Archaeological Investigations in Abkhazia

Soon after the year 2000 Abkhazian and Russian archaeologists resumed their wide-scale study of Abkhazian antiquities. This work involved the Institute of Archaeology in conjunction with the Abkhazian Institute for Research in the Humanities and the State Museum of Abkhazia.
The Tsoukhua Burial-ground dating from the 4th–6th centuries AD and situated at the village of Achandara in the Bzyb Region of Abkhazia was one of the first sites which the joint expedition excavated. It had been left behind by a group of the rural population, which, to judge from the absence of weapons and rather simple grave goods, had not included representatives of the military élite of the given society. The grave goods in the burials, belonging to members of the Abazg tribe well-known from the written sources, revealed certain parallels with materials from the famous sites of Tsebelda. The inhabitants of the village of Achandara presented the team with a revealing assemblage of artefacts dating from the late-4th to the end of the 5th century AD including a rare bronze “egretka” — a richly ornamented open-work head-dress ornament.
A settlement dating from the Late Bronze Age in the village of Abgarkhuk is the first in this region which has been investigated using methods involving natural sciences. A.A. Golieva, from the Geography Institute of the Russian Academy of Sciences, took part in the investigation of the habitation levels of the settlement and a number of its features: the storage pits, the furnaces used for metal-working and the floors of the dwellings. The results of radio-carbon dating and the pottery assemblage made it possible to date the settlement to the third quarter or the end of the II millennium BC. Materials from the site provide grounds for assuming that the population had been associated with the Ochamchir Culture but had also been subject to influences from Central Colchis and the Central Caucasus and had played an important part in the emergence of Colchian cultures. A rare achievement for settlements of Colchis was the complete excavation of a dwelling, revealing — however surprising this might sound — very close parallels with ethnographic materials from Abkhazia.
The expedition also excavated a warrior’s burial not far from the settlement dating from the end of the 8th century BC. It contained a richly decorated bronze axe, a spear, a pendant, pincers and also a bronze pectoral — a warrior’s ornament worn on the chest rarely found in the Caucasus, marking the route of the Cimmerians through the passes of the Great Caucasus.

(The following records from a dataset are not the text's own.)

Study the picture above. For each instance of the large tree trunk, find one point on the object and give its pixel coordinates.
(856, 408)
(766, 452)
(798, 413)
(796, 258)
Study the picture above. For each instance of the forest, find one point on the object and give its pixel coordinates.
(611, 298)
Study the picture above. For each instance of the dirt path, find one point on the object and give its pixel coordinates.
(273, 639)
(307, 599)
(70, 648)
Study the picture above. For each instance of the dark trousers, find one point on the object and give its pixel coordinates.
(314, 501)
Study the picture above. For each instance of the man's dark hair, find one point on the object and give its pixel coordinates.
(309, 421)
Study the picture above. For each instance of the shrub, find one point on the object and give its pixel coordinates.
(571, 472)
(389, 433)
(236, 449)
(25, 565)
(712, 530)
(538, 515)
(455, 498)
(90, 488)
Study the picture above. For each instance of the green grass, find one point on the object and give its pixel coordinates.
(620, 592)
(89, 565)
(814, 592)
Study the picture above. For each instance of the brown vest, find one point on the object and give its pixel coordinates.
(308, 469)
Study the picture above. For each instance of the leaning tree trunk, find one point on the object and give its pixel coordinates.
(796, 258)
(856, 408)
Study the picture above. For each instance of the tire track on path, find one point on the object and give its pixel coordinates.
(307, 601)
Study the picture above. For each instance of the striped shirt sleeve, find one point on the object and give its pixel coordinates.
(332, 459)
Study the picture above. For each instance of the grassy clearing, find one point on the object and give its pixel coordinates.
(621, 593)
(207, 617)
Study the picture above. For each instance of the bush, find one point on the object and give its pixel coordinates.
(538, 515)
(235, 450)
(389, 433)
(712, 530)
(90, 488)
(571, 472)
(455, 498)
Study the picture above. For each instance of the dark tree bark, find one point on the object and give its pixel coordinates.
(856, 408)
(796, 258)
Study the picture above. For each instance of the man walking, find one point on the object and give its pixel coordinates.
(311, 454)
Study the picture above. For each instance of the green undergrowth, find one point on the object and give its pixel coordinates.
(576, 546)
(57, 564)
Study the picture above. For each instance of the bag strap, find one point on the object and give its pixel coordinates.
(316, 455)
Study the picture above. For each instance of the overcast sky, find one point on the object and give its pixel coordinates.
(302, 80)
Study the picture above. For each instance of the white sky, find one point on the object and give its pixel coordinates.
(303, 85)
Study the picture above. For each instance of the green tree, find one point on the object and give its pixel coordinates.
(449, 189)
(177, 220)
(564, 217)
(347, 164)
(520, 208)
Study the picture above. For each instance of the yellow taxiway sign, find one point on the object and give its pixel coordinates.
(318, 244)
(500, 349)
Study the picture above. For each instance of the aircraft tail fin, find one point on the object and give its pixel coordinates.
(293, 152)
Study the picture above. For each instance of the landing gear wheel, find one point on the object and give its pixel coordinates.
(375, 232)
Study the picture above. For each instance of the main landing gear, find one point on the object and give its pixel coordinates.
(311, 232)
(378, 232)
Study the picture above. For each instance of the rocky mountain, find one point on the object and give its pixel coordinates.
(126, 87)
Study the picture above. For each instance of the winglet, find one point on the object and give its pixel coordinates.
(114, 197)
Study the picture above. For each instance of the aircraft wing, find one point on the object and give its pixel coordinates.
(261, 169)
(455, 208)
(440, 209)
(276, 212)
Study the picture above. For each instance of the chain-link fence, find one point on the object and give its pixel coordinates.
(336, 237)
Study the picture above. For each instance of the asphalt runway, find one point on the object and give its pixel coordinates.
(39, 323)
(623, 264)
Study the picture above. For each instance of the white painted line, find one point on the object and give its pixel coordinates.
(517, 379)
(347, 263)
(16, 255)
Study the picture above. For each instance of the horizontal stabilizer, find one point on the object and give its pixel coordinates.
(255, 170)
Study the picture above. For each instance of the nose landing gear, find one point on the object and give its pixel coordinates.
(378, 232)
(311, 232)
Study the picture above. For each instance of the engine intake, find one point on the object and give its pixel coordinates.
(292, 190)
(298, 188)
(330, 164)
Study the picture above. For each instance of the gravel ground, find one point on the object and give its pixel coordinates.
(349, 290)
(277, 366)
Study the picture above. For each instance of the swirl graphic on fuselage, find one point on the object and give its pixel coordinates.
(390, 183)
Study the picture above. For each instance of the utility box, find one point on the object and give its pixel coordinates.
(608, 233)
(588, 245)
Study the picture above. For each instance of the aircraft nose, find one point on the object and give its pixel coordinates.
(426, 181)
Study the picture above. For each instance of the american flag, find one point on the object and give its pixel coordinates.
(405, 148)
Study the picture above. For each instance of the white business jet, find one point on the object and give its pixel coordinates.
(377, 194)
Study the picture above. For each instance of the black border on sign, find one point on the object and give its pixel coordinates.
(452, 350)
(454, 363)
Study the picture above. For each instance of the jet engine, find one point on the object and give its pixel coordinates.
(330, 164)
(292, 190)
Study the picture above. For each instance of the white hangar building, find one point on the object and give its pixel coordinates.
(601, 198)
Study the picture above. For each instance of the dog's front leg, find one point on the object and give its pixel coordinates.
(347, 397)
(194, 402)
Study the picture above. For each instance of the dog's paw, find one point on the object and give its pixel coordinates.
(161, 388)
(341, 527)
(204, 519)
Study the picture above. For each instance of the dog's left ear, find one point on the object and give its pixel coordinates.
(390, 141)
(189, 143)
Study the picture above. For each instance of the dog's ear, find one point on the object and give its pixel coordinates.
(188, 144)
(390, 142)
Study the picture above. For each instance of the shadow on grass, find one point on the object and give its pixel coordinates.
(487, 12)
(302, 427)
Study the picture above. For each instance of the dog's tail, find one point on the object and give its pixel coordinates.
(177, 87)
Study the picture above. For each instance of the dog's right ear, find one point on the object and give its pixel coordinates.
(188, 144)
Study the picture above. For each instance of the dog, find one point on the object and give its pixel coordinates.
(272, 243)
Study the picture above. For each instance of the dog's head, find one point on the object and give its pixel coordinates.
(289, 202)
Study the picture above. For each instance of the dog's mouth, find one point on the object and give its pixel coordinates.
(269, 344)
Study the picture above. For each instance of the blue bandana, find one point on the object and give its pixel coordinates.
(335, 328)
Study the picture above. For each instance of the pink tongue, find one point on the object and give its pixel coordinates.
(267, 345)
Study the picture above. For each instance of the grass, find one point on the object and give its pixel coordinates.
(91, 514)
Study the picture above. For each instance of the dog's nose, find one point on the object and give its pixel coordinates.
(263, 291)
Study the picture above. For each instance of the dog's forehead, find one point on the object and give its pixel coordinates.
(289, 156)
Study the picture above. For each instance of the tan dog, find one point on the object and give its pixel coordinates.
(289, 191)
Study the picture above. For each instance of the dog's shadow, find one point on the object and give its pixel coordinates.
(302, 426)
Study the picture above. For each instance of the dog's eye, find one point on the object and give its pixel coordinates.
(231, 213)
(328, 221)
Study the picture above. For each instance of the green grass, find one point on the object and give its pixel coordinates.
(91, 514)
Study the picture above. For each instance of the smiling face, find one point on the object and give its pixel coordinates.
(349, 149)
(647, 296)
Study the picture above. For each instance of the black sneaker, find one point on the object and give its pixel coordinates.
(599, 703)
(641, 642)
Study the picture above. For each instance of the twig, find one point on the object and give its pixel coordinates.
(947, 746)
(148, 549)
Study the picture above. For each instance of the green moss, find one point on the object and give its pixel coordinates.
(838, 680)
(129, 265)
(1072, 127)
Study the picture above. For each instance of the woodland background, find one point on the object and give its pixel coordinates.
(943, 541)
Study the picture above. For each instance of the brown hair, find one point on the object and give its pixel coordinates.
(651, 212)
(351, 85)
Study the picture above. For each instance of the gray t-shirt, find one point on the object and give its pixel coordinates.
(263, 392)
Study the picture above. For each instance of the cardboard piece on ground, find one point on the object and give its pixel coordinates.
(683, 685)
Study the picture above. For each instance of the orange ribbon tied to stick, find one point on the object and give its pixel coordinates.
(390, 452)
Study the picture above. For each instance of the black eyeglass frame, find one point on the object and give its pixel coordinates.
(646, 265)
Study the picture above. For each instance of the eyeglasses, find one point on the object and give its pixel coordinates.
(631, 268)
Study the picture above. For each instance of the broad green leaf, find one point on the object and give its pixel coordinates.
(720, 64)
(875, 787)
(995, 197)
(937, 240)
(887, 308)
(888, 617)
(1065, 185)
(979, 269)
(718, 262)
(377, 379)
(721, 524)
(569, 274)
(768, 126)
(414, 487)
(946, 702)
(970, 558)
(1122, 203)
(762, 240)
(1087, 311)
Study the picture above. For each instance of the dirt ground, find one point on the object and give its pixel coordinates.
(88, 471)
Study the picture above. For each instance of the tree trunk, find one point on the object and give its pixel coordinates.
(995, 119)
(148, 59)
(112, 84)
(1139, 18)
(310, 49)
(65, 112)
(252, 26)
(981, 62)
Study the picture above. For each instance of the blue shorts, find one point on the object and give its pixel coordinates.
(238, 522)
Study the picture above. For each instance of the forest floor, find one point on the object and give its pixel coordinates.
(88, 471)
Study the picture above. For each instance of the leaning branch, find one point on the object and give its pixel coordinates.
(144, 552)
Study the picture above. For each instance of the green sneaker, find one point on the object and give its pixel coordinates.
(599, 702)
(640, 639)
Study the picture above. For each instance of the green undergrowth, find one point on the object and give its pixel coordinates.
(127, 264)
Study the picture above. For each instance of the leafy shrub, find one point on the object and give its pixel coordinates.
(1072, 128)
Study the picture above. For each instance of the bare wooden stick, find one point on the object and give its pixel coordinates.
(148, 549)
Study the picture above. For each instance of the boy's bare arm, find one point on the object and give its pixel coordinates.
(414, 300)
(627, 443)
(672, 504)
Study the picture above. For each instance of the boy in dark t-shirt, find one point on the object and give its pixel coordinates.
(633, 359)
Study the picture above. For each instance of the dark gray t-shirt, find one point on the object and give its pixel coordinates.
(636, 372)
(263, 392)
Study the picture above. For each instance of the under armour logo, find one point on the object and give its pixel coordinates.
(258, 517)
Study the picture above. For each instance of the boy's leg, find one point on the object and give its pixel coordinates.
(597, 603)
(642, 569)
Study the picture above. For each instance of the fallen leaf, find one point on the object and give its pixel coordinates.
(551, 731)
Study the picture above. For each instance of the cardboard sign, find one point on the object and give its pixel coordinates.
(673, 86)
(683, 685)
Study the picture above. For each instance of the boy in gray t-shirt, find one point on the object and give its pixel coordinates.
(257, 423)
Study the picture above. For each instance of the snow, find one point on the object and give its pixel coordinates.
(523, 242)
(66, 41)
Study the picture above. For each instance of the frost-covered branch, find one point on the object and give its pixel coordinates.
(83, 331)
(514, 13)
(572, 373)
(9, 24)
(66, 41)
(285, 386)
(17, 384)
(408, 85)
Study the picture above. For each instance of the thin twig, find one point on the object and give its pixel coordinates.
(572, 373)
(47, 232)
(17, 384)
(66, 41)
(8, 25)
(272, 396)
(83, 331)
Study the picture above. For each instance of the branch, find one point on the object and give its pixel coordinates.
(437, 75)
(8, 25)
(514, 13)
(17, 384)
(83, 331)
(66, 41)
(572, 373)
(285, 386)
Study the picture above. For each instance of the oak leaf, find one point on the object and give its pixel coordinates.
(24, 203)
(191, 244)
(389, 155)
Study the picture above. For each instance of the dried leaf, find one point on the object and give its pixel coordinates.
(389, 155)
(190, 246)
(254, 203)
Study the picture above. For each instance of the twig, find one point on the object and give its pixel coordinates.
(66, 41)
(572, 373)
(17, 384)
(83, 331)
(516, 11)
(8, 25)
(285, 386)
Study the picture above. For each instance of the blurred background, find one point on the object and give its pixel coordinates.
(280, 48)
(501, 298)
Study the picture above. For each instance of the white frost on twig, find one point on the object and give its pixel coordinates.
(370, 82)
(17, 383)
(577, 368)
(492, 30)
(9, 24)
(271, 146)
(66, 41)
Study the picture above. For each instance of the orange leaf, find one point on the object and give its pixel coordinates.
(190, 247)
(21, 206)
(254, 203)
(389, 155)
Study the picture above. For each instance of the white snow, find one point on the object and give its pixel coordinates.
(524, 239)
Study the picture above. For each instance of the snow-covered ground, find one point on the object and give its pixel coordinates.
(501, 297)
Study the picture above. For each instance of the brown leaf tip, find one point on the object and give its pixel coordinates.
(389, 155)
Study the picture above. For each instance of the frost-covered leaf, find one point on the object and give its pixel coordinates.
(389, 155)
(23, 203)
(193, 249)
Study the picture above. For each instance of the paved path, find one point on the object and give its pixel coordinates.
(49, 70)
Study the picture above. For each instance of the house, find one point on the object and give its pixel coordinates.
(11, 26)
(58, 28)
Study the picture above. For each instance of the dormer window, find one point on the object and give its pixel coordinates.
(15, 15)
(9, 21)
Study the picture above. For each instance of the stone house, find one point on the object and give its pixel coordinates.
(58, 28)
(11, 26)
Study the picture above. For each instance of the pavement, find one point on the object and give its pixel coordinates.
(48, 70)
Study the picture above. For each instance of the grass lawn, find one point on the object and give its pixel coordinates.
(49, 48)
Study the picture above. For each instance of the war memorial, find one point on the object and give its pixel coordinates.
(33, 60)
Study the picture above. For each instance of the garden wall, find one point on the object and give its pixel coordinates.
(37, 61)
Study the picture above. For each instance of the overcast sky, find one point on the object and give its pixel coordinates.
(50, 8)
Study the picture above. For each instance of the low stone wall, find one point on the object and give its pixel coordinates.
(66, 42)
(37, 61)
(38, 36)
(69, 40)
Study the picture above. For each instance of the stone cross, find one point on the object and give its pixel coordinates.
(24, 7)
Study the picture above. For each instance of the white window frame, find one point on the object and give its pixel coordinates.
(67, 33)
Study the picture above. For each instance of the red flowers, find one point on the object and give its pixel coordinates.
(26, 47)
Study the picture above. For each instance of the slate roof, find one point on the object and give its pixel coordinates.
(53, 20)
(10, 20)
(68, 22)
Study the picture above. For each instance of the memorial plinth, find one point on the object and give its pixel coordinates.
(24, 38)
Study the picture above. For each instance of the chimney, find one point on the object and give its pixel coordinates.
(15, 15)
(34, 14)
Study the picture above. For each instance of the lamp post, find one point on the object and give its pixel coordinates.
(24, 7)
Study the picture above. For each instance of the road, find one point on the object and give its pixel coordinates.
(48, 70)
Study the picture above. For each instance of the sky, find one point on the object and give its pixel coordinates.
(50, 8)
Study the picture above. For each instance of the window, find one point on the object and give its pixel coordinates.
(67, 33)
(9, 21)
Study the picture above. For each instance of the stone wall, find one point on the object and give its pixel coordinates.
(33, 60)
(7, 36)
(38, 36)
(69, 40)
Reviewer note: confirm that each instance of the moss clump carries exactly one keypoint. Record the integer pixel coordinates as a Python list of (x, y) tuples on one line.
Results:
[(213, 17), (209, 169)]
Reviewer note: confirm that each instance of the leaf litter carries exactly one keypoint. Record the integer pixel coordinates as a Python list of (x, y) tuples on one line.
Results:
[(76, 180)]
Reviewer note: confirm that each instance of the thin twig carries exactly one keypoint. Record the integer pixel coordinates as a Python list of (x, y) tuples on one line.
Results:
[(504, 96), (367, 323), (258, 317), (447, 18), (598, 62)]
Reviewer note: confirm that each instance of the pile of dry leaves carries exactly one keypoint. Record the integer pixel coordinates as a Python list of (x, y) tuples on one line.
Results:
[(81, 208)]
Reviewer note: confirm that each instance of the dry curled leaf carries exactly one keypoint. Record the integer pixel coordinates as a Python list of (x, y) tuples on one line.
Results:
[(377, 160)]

Since 2006 the expedition team has been working in the vicinity of the town of Tkuarchal in the South-east of Abkhazia. On Mount Dzhantukh in this territory there had been an enormous necropolis in antiquity, to which the deceased had been brought from the whole of the surrounding area. The site, which had only been studied episodically by Abkhazian archaeologists in the 1980s, fell victim to intensive looting in that period. The expedition team has now completed its investigation of a two-level burial-pit with group burials after cremation performed outside the cemetery dating from the 11th to the late-8th century BC, of two individual burials dating from the 9th century BC in well-pits, also post-cremation burials in well-pits, and of three burial complexes dating from the second half of the 5th to the 3rd/2nd century BC, which contained group burials after local cremation. As a result of these investigations it has proved possible to trace patterns of change in the culture of the local population over a period of almost a thousand years. A series of finds testifies to this population’s links to the culture of early nomads. What points to the penetration this far of Greek traders is the presence of Classical imports, while clear “Koban” features can be traced back to the northern slopes of the Greater Caucasus range. It is here that the earliest find of an iron artefact was discovered in Abkhazia — a ring-shaped pendant dating from the 11th century BC. It is probable that the population which abandoned this burial-ground controlled the main trade routes in antiquity, which linked Western Transcaucasia with the Northern Caucasus.